Re: error measures of nominal attributes
P. Klaas-Welter <P.Klaas-Welter <at> web.de>
2005-07-01 09:35:42 GMT
Dear Eibe, dear Weka-users,
thank you a lot! You were right: I was mistaken with the vectors. But finally Ive got it J
So how are the values of the error measures to interpret? Here are some assumptions of what I understood (from your book, this mailing list etc.):
*) If the root mean squared error is much different from the absolute value it could point to that the data has big and/or many outliers.
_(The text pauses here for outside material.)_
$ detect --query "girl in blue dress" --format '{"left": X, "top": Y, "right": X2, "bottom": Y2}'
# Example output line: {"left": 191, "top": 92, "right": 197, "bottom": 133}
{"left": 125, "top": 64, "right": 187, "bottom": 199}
*) The relative absolute error compares the actual result to the result from a simple calculation (ZeroR for nominals).
If this value is >100% the simple calculation does better.
*) If the root relative squared error is >100% and the relative absolute error <100% it points to that the actual algorithm has more problems
with outliers than the simple calculation (ZeroR for nominals).
Am I right with these assumptions?
But there are some points that I not clear to me. Please have a look on my example:Decision Table: Options: -R -I
Number of training instances: 17177
Number of Rules : 5049
Non matches covered by IB1.
Best first search for feature set,
terminated after 5 non improving subsets.
Evaluation (for feature selection): CV (leave one out)
Feature set: 1,2,3,4,5
Correctly Classified Instances 5531 32.2019 %
Incorrectly Classified Instances 11645 67.7981 %
Kappa statistic 0.1378
Mean absolute error 0.0073
Root mean squared error 0.0663
Relative absolute error 88.7076 %
Root relative squared error 103.7543 %
Total Number of Instances 17176
About each third instance was correctly classified. But the Kappa statistic is quite bad (possible best value: 1, worst value: 0).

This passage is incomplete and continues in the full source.